ソニア・ラマンHCは連敗中の8月5日、守備の崩れについて「最初の局面はトランジションディフェンスです」と語っています(シアトル・タイムズ)。攻撃が止まった後に走られる、という最も直しにくい負の連鎖に入ってしまっていることがうかがえます。
創設1年目を下回る勝率という現実
ストームは2000年創設のフランチャイズです。2004年、2010年、2018年、2020年と4度優勝し、通算473勝448敗、プレーオフ進出は20回を数えます。スー・バードやブリアナ・ステュワートを擁して時代を築いた、リーグを代表する成功例のひとつでした。
その歴史と照らすと、今季の数字は際立ちます。創設1年目の2000年が6勝26敗、勝率.188。今の.182はその創設シーズンをすでに下回っています。1シーズンの最多敗戦記録は2023年の29敗ですが、残り11試合を考えれば、この記録の更新も現実的な射程に入りました。
背景も振り返っておきます。ストームは2024年、2025年と2年連続でプレーオフに進んでいました。ただし2025年は23勝21敗で1回戦敗退に終わり、球団は同年9月にノエル・クインとの契約を更新しない決定を発表します。後任として10月28日に就任したのが、WNBAで指揮を執る初のインド系となったラマンでした。MITで12年間ヘッドコーチを務め、メンフィス・グリズリーズとリバティでアシスタントを経験した指導者です。就任1年目でいきなりこの結果というのは、本人にとっても計算外だったはずです。
20歳のマロンガに残された11試合
それでも、この11試合が無価値かというと、まったくそうは思いません。理由は20歳のドミニク・マロンガです。

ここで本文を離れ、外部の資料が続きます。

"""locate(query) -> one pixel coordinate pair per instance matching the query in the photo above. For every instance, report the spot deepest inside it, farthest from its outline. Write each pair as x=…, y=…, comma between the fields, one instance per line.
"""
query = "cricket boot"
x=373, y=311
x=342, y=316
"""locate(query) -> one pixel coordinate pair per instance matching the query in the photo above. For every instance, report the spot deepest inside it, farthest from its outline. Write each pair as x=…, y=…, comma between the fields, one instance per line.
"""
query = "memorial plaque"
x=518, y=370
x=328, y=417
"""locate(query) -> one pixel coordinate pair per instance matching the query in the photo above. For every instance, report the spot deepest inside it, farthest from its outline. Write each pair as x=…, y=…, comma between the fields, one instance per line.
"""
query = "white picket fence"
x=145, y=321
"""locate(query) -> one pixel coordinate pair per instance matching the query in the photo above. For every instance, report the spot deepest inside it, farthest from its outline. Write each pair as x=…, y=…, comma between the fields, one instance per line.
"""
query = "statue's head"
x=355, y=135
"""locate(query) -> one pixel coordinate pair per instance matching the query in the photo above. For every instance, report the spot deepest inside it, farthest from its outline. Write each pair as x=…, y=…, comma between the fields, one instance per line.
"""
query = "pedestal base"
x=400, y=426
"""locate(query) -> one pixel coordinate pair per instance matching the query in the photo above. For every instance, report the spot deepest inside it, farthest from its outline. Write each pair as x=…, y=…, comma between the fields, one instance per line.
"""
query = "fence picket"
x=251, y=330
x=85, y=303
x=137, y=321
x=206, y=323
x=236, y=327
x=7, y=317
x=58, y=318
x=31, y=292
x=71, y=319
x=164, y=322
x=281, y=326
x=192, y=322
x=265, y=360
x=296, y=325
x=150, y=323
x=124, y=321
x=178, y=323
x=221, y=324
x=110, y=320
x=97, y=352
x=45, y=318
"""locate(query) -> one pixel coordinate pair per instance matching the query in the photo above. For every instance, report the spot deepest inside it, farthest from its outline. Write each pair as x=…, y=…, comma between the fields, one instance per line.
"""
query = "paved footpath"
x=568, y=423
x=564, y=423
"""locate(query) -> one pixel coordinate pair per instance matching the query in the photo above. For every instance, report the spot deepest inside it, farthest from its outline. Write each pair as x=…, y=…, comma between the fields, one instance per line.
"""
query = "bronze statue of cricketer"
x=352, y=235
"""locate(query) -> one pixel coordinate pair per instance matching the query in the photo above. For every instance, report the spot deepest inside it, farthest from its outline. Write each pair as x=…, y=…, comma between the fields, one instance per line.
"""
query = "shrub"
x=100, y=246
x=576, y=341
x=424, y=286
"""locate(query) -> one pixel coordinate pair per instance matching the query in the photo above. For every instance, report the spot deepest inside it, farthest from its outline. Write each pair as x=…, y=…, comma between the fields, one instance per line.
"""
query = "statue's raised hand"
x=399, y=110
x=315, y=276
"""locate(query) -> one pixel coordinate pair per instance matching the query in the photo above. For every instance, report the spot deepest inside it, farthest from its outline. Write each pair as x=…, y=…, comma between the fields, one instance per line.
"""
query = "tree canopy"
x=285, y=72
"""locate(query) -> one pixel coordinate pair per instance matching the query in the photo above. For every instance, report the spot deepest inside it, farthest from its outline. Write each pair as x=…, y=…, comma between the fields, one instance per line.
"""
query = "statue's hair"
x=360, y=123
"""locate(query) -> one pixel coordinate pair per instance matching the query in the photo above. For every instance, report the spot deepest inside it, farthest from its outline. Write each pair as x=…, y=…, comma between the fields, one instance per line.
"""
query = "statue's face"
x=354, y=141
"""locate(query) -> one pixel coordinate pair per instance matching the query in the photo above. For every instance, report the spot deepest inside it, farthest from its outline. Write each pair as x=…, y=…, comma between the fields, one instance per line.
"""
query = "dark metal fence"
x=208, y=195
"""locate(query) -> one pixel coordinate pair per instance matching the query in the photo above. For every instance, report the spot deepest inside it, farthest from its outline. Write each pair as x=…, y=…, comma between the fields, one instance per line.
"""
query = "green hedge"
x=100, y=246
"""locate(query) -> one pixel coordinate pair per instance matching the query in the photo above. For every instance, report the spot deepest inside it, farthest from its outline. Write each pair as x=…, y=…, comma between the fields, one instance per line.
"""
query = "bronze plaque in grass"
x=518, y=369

2005年11月16日生まれ、2025年ドラフト全体2位でストームに加わったフランス出身のセンターは、今季すでにチームの中心になっています。6月22日のダラス・ウイングス戦ではキャリアハイの37得点を挙げ、WNBA史上最年少の30得点到達者になりました。8月5日のリバティ戦でも31得点10リバウンドを記録しています。オールスター初選出時点で平均15.9得点7.4リバウンド、直近ではAthlon Sportsが16.9得点8.7リバウンドと伝えています。
負けているチームで20歳が平均16点8リバウンドを積み上げている、という事実の価値は決して小さくありません。プレーオフが消えたいま、ストームにとっての残り11試合は、マロンガや新人のフロージェイ・ジョンソン、今季全体3位指名のアワ・ファムにどれだけ長い時間と難しい役割を渡せるかを試す場になります。順位が下がるほど来季のドラフト指名権も上位に近づくため、短期的な1勝より育成の密度を優先する判断は十分に理にかなっています。
ラマン体制の評価も、勝敗ではなくこの11試合で若手が何を持ち帰るかで測るべきだと考えます。就任1年目に最悪の数字を経験したチームが、翌年どう跳ね返すか。そこまで含めて見届けたいシーズンです。
今後の試合情報
ストームの次戦は日本時間8月9日午前9時30分、敵地でのポートランド・ファイア戦です。プレーオフ敗退が決まってから初めての試合であり、選手たちがどんな表情でコートに立つのか、そしてマロンガに何分が与えられるのかが最大の見どころになります。